What Risk Does Debt Bring?

Debt assists a business until the business has trouble paying it off, either with new capital or with free cash flow. Ultimately, if the company can't fulfill its legal obligations to repay debt, shareholders could walk away with nothing. However, a more frequent (but still costly) occurrence is where a company must issue shares at bargain-basement prices, permanently diluting shareholders, just to shore up its balance sheet. Having said that, the most common situation is where a company manages its debt reasonably well - and to its own advantage. When we examine debt levels, we first consider both cash and debt levels, together.

See our latest analysis for FormFactor

What Is FormFactor's Net Debt?

The image below, which you can click on for greater detail, shows that FormFactor had debt of US$14.4m at the end of December 2023, a reduction from US$15.4m over a year. But on the other hand it also has US$328.3m in cash, leading to a US$313.9m net cash position.

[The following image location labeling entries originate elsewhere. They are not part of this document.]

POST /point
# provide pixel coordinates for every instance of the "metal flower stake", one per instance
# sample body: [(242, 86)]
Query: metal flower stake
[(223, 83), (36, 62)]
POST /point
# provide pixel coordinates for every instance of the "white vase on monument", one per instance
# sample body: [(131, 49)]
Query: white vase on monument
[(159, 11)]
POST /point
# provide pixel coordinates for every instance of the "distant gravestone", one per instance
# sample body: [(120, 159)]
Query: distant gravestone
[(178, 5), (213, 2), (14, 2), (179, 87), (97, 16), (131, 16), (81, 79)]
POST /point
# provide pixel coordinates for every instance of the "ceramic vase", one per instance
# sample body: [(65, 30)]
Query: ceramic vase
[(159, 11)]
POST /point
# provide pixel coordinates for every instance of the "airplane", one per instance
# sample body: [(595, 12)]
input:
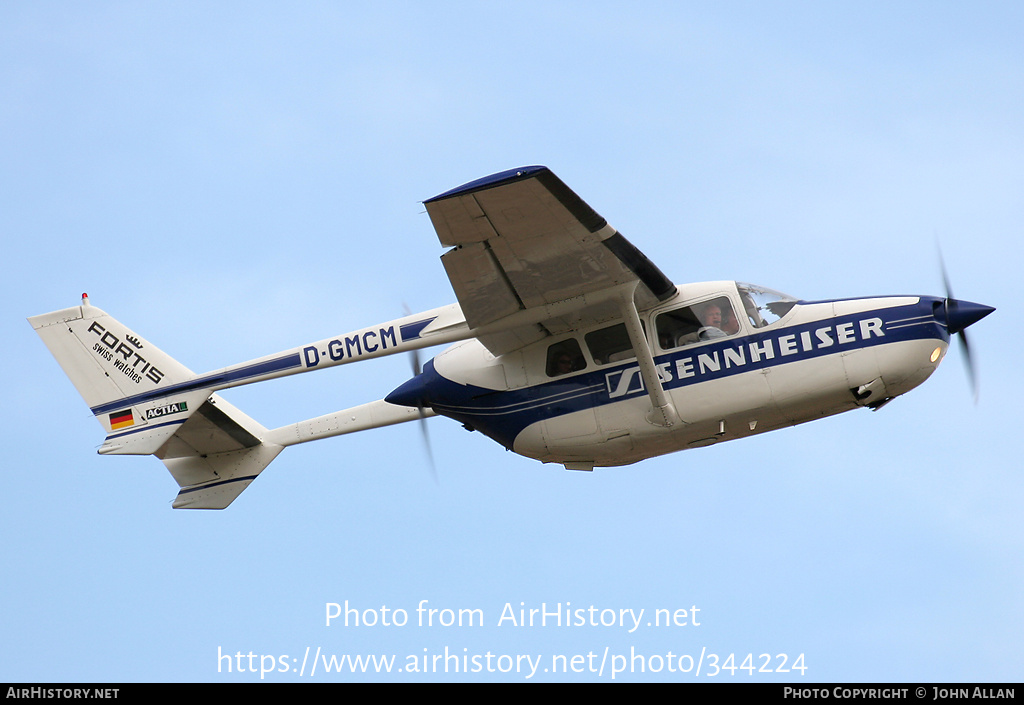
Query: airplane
[(566, 345)]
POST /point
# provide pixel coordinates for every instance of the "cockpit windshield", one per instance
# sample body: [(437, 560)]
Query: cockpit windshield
[(763, 305)]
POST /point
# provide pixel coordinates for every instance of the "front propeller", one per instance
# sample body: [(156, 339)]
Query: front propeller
[(961, 315)]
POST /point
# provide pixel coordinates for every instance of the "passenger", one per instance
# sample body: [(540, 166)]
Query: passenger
[(730, 325), (711, 319)]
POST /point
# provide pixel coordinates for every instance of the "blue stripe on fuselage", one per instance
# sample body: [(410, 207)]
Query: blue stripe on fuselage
[(503, 414)]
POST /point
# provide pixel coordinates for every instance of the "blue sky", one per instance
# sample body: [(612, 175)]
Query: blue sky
[(237, 179)]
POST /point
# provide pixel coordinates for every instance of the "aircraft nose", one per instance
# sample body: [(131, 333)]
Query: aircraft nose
[(960, 315)]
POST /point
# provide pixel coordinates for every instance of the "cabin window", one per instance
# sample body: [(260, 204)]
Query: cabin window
[(609, 344), (763, 305), (706, 321), (565, 357)]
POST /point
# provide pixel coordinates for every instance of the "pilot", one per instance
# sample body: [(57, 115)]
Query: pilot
[(711, 320), (730, 325)]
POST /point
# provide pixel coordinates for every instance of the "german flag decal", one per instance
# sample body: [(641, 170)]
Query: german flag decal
[(122, 419)]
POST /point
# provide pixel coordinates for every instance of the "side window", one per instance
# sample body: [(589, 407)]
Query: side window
[(707, 321), (609, 344), (564, 357)]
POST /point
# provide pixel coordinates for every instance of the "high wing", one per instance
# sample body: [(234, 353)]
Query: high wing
[(524, 243)]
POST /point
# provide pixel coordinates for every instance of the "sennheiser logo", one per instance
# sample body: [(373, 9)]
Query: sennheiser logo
[(623, 382)]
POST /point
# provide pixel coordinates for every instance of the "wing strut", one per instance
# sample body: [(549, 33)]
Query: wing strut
[(663, 412)]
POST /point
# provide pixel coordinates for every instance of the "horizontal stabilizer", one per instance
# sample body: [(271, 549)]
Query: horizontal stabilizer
[(215, 455)]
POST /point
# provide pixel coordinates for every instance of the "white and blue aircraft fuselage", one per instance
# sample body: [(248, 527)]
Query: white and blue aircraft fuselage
[(570, 347)]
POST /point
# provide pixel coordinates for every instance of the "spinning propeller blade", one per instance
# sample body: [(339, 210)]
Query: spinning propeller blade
[(960, 315)]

debt-equity-history-analysis
NasdaqGS:FORM Debt to Equity History March 14th 2024

How Healthy Is FormFactor's Balance Sheet?

The latest balance sheet data shows that FormFactor had liabilities of US$131.1m due within a year, and liabilities of US$66.9m falling due after that. Offsetting these obligations, it had cash of US$328.3m as well as receivables valued at US$106.8m due within 12 months. So it actually has US$237.1m more liquid assets than total liabilities.

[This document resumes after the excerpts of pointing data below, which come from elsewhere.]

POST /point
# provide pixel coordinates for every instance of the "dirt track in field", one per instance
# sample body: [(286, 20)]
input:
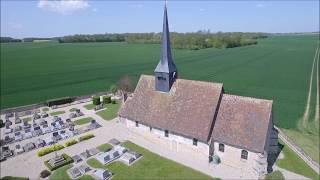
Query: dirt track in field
[(306, 114), (316, 117)]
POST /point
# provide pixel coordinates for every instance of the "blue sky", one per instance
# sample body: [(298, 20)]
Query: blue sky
[(44, 18)]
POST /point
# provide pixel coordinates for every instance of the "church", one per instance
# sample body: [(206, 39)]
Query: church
[(230, 129)]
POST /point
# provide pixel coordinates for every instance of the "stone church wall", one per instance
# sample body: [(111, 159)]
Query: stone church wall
[(178, 142)]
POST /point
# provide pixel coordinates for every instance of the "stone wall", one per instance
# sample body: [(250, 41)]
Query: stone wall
[(177, 142)]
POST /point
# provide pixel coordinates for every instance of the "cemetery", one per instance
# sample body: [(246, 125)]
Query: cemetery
[(28, 131)]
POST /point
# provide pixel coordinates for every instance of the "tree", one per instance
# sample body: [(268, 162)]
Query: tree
[(96, 100), (124, 85), (106, 99), (113, 89)]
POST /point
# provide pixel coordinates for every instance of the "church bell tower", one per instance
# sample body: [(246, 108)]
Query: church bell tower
[(166, 71)]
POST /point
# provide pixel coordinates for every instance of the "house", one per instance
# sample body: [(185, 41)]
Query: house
[(200, 116), (102, 174)]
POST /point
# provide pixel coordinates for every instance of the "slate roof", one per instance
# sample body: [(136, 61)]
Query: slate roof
[(243, 122), (188, 109), (166, 63)]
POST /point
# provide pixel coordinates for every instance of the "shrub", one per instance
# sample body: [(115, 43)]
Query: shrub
[(96, 100), (71, 142), (85, 137), (45, 173), (113, 89), (14, 178), (59, 101), (106, 99), (67, 160), (50, 149), (276, 175)]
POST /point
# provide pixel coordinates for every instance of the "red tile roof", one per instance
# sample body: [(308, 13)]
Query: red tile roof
[(243, 122), (188, 109)]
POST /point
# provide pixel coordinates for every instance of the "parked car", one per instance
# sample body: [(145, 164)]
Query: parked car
[(37, 131), (40, 143), (43, 122), (49, 141), (72, 115), (18, 136), (19, 149), (17, 120), (44, 115), (9, 115), (18, 128), (6, 152), (46, 129), (63, 134), (27, 133), (29, 146), (36, 116), (8, 139), (56, 118), (8, 130)]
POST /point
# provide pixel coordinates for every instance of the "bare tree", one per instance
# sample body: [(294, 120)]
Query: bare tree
[(124, 86)]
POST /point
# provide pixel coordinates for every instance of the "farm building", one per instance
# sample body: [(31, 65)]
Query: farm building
[(238, 131)]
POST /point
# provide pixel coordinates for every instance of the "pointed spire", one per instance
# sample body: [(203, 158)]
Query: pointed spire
[(166, 63)]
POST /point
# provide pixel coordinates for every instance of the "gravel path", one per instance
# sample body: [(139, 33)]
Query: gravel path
[(30, 165)]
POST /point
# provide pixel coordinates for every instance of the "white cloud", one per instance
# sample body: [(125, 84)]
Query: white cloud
[(94, 10), (63, 6), (137, 6), (260, 6), (14, 25)]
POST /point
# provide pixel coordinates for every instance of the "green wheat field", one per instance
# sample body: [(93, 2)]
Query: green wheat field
[(278, 68)]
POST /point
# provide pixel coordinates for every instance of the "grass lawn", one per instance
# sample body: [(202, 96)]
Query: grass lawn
[(294, 163), (27, 119), (89, 106), (110, 112), (150, 166), (104, 147), (276, 175), (83, 121), (57, 113), (72, 109), (14, 178), (60, 173), (86, 177), (45, 109)]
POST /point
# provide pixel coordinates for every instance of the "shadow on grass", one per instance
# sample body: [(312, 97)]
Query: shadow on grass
[(272, 158)]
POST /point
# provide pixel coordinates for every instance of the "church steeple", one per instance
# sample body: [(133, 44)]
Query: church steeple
[(166, 71)]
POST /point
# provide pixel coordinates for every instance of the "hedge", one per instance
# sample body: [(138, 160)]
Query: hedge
[(59, 101), (14, 178), (96, 100), (106, 99), (67, 160), (71, 142), (50, 149), (45, 173), (85, 137)]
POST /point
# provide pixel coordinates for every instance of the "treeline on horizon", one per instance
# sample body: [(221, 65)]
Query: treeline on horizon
[(192, 41)]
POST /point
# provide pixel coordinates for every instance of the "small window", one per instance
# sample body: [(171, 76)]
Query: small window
[(244, 154), (161, 78), (195, 141), (166, 133), (221, 147)]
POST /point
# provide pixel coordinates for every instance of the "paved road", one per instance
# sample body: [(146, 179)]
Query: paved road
[(30, 165)]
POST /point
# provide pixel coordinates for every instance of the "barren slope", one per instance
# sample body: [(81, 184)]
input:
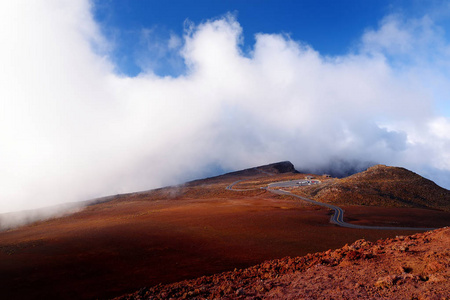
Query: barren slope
[(382, 186), (413, 267)]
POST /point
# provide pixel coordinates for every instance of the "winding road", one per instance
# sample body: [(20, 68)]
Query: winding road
[(338, 215)]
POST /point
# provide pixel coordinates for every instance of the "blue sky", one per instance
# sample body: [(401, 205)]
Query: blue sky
[(329, 26), (106, 97)]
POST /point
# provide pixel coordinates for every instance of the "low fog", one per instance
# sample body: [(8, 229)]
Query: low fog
[(73, 128)]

This surplus suggests that FormFactor has a conservative balance sheet, and could probably eliminate its debt without much difficulty. Succinctly put, FormFactor boasts net cash, so it's fair to say it does not have a heavy debt load!

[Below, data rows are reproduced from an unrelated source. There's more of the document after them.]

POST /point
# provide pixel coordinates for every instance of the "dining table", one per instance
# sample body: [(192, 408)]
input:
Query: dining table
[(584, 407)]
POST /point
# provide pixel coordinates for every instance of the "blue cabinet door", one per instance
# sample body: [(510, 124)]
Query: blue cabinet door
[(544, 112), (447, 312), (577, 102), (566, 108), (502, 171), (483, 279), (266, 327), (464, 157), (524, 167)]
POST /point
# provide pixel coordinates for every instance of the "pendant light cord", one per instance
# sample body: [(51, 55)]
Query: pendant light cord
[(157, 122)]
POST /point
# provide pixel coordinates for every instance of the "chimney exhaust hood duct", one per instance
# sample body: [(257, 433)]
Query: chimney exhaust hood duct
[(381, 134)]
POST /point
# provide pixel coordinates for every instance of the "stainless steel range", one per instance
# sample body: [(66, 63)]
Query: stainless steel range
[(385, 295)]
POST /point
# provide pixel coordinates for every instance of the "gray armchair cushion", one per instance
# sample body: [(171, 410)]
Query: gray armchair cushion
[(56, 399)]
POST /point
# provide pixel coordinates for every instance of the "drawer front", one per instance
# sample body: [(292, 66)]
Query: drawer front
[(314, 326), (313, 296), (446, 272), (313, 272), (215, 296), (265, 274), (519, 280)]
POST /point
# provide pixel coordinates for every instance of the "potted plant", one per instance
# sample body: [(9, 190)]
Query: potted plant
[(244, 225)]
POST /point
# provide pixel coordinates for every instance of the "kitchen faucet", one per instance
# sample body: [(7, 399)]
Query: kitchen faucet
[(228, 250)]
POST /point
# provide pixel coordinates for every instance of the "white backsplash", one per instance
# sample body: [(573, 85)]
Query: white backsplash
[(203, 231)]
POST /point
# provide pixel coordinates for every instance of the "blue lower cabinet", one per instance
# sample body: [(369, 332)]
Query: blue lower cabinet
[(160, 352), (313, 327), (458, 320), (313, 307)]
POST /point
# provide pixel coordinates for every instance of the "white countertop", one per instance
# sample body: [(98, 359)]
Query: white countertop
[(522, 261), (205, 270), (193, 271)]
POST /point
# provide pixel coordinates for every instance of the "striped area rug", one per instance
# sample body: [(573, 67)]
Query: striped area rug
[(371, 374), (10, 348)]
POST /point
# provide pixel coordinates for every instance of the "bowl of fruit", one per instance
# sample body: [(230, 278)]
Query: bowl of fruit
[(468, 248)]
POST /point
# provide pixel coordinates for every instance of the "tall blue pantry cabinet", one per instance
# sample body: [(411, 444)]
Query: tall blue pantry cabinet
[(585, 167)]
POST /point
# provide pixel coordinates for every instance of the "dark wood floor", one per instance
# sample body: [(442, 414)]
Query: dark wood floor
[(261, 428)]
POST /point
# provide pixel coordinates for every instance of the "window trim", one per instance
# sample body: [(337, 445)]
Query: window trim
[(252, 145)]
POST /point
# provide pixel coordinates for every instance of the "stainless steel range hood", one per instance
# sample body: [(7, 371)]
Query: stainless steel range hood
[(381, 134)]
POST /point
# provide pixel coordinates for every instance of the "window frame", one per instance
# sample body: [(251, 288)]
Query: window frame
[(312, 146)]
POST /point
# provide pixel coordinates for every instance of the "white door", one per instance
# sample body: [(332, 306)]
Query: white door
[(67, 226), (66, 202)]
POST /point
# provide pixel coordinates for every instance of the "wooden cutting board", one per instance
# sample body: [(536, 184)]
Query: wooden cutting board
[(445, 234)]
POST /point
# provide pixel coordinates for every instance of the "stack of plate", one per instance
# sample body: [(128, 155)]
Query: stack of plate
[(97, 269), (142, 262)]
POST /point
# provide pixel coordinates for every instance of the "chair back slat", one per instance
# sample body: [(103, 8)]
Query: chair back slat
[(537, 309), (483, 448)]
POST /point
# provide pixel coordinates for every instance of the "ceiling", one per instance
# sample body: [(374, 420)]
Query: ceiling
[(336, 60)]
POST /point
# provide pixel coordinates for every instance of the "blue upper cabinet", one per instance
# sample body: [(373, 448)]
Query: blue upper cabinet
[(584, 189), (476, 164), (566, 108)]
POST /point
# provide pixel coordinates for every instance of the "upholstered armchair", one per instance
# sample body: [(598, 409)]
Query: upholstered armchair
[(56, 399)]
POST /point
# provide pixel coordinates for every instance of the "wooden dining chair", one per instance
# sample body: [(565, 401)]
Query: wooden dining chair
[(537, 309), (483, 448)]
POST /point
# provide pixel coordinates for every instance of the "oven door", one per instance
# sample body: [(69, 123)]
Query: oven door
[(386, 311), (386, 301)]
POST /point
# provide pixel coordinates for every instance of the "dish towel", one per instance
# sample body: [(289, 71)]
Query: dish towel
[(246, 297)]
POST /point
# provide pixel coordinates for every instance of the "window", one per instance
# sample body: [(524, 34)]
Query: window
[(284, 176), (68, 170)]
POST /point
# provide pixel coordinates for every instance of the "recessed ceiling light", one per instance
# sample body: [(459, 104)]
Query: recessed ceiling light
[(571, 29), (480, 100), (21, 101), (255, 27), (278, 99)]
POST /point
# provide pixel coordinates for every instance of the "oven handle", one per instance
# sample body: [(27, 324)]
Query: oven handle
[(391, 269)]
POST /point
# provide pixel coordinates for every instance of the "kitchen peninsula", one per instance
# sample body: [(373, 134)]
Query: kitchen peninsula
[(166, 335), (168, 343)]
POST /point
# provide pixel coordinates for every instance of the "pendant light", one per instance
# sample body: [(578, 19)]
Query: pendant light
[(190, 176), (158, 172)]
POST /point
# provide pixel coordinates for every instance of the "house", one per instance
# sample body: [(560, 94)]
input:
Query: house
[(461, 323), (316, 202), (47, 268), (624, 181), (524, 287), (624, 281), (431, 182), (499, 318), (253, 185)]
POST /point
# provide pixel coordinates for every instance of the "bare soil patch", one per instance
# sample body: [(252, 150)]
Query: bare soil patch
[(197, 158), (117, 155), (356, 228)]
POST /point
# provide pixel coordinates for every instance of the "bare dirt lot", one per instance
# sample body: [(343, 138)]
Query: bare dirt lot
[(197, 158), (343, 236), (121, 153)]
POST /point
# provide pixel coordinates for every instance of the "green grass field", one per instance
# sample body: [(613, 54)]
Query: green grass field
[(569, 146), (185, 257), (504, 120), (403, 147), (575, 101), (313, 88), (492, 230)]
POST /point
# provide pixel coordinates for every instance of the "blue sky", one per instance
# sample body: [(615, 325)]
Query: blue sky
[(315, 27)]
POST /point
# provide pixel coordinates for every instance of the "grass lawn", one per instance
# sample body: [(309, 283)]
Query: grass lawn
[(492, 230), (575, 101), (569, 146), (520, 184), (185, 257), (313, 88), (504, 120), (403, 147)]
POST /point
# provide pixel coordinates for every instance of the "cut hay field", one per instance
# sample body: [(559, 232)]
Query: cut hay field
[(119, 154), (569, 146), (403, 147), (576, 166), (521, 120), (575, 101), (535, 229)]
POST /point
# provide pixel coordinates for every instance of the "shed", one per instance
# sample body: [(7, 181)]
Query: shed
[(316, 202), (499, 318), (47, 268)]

The modesty of its debt load may become crucial for FormFactor if management cannot prevent a repeat of the 83% cut to EBIT over the last year. When it comes to paying off debt, falling earnings are no more useful than sugary sodas are for your health. The balance sheet is clearly the area to focus on when you are analysing debt. But it is future earnings, more than anything, that will determine FormFactor's ability to maintain a healthy balance sheet going forward. So if you're focused on the future you can check out this free report showing analyst profit forecasts.

Finally, a company can only pay off debt with cold hard cash, not accounting profits. While FormFactor has net cash on its balance sheet, it's still worth taking a look at its ability to convert earnings before interest and tax (EBIT) to free cash flow, to help us understand how quickly it is building (or eroding) that cash balance. Over the most recent three years, FormFactor recorded free cash flow worth 80% of its EBIT, which is around normal, given free cash flow excludes interest and tax. This cold hard cash means it can reduce its debt when it wants to.

Summing Up

While we empathize with investors who find debt concerning, you should keep in mind that FormFactor has net cash of US$313.9m, as well as more liquid assets than liabilities. The cherry on top was that in converted 80% of that EBIT to free cash flow, bringing in US$8.6m. So we don't have any problem with FormFactor's use of debt. When analysing debt levels, the balance sheet is the obvious place to start. However, not all investment risk resides within the balance sheet - far from it. Case in point: We've spotted 2 warning signs for FormFactor you should be aware of.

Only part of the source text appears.